Our engineers continue to work on restoring the failed database that has caused the service outages. They are making significant progress in restoring the database to full functionality, but we still expect that it will take several hours to fully restore all services. We will continue to update https://status.sangoma.com with more information as the services are restored.


(Nenad Corbic) #14

Most of the services have been restored!
Sangoma support will be up soon.

Sangoma engineers have worked through the night and were able to bring all critical
services back up. Please refer to https://status.sangoma.com/ for detailed status update.

We will continue to perform detailed monitoring throughout
the day in order to make sure that the new systems are working
optimally.

Over next few days, will be doing a detailed review of why the outage occurred
so that we can identify the root cause and improve the reliability of our systems.

Thank you for your patience.


(Lorne Gaetz) split this topic #15

2 posts were split to a new topic: SIP Provider recommendation


(Mark Moore) #16

Thank you very much Mr. Corbic. I hope that you can keep your customer base informed of the investigation, the findings, and the changes


(Nenad Corbic) #17

Hi @mmoo9154 for sure we will.

And we are going to be changing our processes to be much more transparent and over communicate.
One of many things this outage thought us, was the unintended consequences of relying on cloud and the effects of that cloud infra going down. We have a lot of work ahead of us and we will make it better that is forsure.

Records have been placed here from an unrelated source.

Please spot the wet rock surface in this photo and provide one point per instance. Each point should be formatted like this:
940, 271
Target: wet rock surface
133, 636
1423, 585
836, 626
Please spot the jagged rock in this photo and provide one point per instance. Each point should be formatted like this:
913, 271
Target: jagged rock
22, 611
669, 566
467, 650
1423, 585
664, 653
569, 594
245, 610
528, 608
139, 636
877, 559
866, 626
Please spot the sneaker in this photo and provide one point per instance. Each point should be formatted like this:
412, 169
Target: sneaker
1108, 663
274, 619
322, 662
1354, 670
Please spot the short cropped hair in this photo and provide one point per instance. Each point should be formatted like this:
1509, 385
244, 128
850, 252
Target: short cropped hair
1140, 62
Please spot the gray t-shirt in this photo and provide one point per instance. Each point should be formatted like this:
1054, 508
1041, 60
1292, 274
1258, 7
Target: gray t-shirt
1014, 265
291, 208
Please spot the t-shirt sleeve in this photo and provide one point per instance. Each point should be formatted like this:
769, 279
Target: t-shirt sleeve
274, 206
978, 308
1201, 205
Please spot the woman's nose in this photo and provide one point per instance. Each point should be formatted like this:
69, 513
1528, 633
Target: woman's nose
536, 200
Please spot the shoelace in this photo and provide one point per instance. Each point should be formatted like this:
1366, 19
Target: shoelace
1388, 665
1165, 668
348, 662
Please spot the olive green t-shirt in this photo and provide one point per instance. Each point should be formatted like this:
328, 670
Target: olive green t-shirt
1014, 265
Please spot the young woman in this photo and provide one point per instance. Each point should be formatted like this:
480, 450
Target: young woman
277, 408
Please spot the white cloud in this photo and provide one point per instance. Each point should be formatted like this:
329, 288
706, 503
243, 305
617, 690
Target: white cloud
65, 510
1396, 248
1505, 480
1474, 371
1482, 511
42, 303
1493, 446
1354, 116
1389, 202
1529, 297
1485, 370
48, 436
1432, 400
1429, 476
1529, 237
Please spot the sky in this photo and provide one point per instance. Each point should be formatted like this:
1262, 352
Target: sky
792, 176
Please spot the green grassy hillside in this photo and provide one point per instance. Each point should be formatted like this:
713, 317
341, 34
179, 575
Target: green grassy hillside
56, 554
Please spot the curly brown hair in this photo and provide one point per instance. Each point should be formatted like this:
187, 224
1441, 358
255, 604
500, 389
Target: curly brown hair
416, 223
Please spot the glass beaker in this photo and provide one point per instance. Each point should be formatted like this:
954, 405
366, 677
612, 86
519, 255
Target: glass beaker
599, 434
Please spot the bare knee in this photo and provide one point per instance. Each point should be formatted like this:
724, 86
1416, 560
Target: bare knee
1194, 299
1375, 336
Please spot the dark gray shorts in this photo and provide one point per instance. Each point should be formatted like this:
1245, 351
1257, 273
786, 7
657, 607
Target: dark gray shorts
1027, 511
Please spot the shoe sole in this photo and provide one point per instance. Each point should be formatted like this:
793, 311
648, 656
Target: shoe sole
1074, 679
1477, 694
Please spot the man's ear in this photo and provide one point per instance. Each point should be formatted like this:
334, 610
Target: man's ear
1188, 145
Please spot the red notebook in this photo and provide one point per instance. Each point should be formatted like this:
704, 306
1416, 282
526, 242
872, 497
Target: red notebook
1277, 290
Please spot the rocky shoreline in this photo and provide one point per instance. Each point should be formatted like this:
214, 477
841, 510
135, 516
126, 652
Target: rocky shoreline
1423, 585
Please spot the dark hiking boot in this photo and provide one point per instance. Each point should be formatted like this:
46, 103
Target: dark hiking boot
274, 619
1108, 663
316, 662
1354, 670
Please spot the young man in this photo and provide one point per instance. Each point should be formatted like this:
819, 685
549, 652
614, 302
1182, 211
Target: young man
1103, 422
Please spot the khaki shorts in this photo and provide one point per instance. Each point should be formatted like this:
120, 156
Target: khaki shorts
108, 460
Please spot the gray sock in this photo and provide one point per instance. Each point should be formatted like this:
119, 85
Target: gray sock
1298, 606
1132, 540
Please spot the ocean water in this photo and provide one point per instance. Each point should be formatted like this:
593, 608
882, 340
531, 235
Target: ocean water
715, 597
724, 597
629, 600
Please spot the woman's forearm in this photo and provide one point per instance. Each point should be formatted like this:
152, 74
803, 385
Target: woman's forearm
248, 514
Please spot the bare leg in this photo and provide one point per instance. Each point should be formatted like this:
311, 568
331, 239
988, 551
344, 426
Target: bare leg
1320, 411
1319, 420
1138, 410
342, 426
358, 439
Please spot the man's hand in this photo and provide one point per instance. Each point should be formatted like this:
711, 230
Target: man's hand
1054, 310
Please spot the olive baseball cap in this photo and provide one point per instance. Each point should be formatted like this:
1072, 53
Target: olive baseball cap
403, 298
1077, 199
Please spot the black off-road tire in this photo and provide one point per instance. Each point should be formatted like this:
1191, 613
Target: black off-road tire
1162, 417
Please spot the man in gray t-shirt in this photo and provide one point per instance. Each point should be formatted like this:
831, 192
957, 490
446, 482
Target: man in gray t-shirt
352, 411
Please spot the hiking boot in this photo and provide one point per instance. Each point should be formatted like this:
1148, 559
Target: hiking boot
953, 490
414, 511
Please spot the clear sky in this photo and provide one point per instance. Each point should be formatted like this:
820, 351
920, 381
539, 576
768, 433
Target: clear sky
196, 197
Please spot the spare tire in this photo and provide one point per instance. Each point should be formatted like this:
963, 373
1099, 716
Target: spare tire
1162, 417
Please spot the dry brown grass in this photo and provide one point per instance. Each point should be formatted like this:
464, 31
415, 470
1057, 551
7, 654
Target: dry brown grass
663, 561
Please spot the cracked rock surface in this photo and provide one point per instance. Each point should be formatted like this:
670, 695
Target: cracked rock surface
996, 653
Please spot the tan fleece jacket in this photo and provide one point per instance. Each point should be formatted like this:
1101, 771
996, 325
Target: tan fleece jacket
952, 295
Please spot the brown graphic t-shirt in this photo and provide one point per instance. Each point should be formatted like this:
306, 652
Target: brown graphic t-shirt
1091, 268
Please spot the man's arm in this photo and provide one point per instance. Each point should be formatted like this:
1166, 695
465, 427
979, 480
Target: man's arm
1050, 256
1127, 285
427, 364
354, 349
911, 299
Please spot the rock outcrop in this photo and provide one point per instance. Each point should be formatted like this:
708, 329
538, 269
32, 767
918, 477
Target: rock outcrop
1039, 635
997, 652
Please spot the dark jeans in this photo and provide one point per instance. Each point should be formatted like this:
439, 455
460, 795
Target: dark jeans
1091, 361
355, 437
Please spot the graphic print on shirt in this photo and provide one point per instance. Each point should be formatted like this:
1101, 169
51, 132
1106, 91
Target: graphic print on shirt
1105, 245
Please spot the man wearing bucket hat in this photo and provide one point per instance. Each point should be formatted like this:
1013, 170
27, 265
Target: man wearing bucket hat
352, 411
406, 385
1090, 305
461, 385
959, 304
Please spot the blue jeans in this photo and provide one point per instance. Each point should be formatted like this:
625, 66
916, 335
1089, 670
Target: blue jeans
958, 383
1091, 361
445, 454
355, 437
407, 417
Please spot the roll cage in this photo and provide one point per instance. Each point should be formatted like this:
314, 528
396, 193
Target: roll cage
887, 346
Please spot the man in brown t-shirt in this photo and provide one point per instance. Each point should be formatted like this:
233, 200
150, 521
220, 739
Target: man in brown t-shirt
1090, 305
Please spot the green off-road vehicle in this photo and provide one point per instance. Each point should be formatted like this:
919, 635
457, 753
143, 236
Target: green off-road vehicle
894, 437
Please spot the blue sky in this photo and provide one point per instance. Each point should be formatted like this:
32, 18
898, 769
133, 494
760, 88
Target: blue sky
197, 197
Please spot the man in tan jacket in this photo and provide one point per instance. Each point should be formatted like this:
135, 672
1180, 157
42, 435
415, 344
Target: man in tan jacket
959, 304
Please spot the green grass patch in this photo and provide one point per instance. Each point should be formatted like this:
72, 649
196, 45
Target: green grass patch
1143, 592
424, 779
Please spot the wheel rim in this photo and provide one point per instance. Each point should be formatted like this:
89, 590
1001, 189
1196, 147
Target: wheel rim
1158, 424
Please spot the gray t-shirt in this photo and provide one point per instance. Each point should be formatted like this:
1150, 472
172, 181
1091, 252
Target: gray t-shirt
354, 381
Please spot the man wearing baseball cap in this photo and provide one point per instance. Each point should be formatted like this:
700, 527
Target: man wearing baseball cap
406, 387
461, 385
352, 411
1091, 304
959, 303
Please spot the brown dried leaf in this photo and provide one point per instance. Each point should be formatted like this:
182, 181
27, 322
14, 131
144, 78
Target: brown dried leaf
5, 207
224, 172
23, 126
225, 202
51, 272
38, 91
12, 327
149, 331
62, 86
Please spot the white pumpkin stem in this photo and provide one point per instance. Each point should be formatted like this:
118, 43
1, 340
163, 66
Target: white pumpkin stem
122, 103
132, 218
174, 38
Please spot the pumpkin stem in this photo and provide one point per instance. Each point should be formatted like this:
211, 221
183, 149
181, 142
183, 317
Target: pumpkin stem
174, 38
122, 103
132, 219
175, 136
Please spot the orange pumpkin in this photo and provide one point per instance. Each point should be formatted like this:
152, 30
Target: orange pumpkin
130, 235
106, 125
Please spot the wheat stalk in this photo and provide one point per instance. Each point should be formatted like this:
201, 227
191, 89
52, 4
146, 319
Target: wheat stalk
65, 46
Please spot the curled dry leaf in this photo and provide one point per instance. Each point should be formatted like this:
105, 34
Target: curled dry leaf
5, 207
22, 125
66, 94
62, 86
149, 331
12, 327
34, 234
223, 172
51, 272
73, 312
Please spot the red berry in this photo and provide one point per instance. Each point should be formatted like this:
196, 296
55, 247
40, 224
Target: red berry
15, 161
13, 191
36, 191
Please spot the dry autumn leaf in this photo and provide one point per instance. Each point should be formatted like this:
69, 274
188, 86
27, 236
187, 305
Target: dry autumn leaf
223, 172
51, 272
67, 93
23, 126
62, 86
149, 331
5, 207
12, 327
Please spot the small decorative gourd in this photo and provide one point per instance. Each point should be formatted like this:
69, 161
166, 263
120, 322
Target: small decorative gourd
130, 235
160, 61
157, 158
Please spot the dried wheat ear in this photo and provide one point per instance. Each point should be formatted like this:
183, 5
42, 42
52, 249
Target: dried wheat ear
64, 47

As for SIP Trunking, if you are interested in talking to VoIP Innovations
I would be very happy to make the introductions. You can email me at ncorbic@sangoma.com with your request and I’ll have someone reach out to you today.

Nenad


(Jared Busch) #18

Cloud fails, it is not magic. But that does not mean cloud is bad. It means you simply have to appropriately plan for DR for the cloud services. With AWS it could be as simple as a checkbox to enable regional failover, etc.


(Nenad Corbic) #19

Agreed.
I was more referring to how FreePBX handles the infra outage.
We will improve it so it handles the infra outage gracefully when it comes to module updates, licence checks etc…


#20

This seems like a bug that needs immediate attention. A module update shouldn’t hose the system ever, particularly when there’s nothing available to update.